Optix Prime Crash

I am seeing a crash when trying to cast a large amount of rays using the RTP_CONTEXT_TYPE_CPU. I am able to reproduce the crash with the unmodified primeSimple example and the command line argument -w 25000 (both the precompiled version and a version built locally). The example does not crash if I use -c cuda nor does my application crash if use RTP_CONTEXT_TYPE_CUDA. The debugger just reports an unhandled exception (access violation) in an optix_prime.1.dll thread.
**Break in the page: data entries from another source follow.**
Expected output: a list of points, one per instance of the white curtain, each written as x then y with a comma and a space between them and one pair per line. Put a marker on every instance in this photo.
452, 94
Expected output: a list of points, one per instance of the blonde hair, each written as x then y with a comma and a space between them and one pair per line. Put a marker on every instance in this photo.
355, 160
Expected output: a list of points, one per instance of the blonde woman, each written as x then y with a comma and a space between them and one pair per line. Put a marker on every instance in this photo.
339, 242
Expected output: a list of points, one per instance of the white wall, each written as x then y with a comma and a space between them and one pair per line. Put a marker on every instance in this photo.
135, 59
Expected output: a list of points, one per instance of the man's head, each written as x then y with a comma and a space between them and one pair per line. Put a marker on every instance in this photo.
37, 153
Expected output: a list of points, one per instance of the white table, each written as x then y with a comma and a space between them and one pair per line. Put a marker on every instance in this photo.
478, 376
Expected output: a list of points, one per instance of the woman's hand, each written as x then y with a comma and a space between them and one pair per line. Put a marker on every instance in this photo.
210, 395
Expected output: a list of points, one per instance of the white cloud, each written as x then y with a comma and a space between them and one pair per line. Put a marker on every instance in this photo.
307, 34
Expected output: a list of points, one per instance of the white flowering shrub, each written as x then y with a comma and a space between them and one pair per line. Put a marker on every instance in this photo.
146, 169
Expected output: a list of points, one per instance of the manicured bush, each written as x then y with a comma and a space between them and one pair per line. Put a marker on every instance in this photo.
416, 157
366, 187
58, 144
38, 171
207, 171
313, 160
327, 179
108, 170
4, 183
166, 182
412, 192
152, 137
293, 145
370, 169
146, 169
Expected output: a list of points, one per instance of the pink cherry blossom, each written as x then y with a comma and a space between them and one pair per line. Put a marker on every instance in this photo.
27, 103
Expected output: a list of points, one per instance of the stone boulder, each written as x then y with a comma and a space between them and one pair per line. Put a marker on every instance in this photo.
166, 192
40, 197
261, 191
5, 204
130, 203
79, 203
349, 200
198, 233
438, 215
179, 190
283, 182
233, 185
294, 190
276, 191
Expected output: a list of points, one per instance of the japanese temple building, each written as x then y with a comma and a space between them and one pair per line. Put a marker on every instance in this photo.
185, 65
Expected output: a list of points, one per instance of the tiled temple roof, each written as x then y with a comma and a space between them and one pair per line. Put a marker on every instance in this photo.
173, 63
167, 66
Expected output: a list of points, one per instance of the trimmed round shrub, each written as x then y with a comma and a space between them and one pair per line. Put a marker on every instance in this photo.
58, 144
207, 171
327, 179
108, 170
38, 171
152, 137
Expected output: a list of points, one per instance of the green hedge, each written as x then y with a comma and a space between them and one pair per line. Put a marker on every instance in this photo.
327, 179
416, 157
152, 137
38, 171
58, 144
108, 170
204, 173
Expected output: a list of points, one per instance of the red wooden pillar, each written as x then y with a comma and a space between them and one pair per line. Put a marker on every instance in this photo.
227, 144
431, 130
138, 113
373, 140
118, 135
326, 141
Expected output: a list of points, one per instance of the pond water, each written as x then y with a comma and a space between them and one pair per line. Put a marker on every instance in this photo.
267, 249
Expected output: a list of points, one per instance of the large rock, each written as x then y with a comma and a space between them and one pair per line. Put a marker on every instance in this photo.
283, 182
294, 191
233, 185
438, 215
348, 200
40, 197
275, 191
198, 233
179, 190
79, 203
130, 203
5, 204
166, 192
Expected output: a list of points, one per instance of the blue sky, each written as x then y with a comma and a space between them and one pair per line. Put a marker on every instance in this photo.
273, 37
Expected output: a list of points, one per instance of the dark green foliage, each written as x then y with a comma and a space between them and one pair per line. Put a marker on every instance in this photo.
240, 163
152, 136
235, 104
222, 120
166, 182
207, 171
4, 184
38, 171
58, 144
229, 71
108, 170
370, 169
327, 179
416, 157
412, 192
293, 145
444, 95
My computer has 32 GB of RAM with a K4200 and a K5000. My driver version is 364.51. I am using CUDA 7.5. I have tried building against both Optix 3.9 and Optix 4.0 beta.

Please let me know if more information is needed.

Hi, we have not been able to repro this on Linux with 32 GB of memory. Can you insert printfs in primeSimple.cc and get an idea of where it’s crashing? That file is organized into logical blocks marked with comments like “Create buffers for geometry data”.

Do you still see the crash if you search for occurrences of “LOCKED” in primeSimple.cpp, and change them to “UNLOCKED”, then rebuild? This sample uses locked (pinned) host memory by default for buffers of rays and hits. With the “-w 25000” flag, it uses about 18 GB of pinned memory. I want to make sure you’re not hitting an OS limit.

I don’t think you’re running out of RAM, since the peak memory is about 22 GB and you have 32 GB. Wouldn’t hurt to monitor memory usage just to be sure.

The ray buffer size is computed using 32-bit integer math, and if you go higher than “-w 25000” you may eventually overflow the integer range and crash even on a machine with enough memory. For example “-w 100000” (100k) will overflow while filling the ray buffer on the host. That’s something we could improve or warn about.

-Dylan

Thanks for the response! It’s crashing after the rtpQueryExecute call (line 182 in primeSimple.cpp) which matches where it crashes in my application.

LOCKED or UNLOCKED, the crash still occurs. I was actually able to seemingly narrow down the exact amount that causes the crash. Using RTP_BUFFER_FORMAT_RAY_ORIGIN_TMIN_DIRECTION_TMAX, if I allocate 67,108,864 rays the query will succeed. If I try just one more (67,108,865), however, it will crash. I believe 67,108,864 rays * 8 floats/ray * 4 bytes/float = 2,147,486,648 bytes = 2 GB exactly. I tested this limit by switching my Ray format to RTP_BUFFER_FORMAT_RAY_ORIGIN_DIRECTION and was able to increase the total rays to 89,478,486 (89,478,486 rays * 6 floats/ray * 4 bytes/float = 2,147,483,664 byte = just 16 bytes over 2GB; 89,478,487 rays crashes). Changing the hit format did not seem to affect the crash. And these amounts obviously barely touch the total RAM available.

I am also on Windows 7 and building with Visual Studio 2013.

Ok, this reproduces on Windows consistently and it’s a bug.

The 2 GB address limit was a good clue. When using RTP_CONTEXT_TYPE_CPU we have an optional fast code path that uses 32-bit arithmetic for pointer math, in cases where we think it’s safe to do this. There are safety checks on the size of the mesh data, but we neglected to do safety checks on the ray and hit buffer sizes. I’ll file a bug against OptiX 4.0.

For now, you can work around this problem by splitting the ray and hit buffers into smaller batches. There are some other reasons to use batches:

  • avoids driver timeouts
  • controls device memory usage when using RTP_CONTEXT_TYPE_CUDA, for applications where the number of rays depends on user input.
  • allows overlapping device and host processing by doing asynchronous CUDA launches. The “primeMultiBuffering” example shows this.

The case you found still needs to be fixed, though. Thanks for reporting it!

-Dylan

Thanks for investigating. I look forward to the fix in 4.0. The ‘batches’ workaround is fine for my application.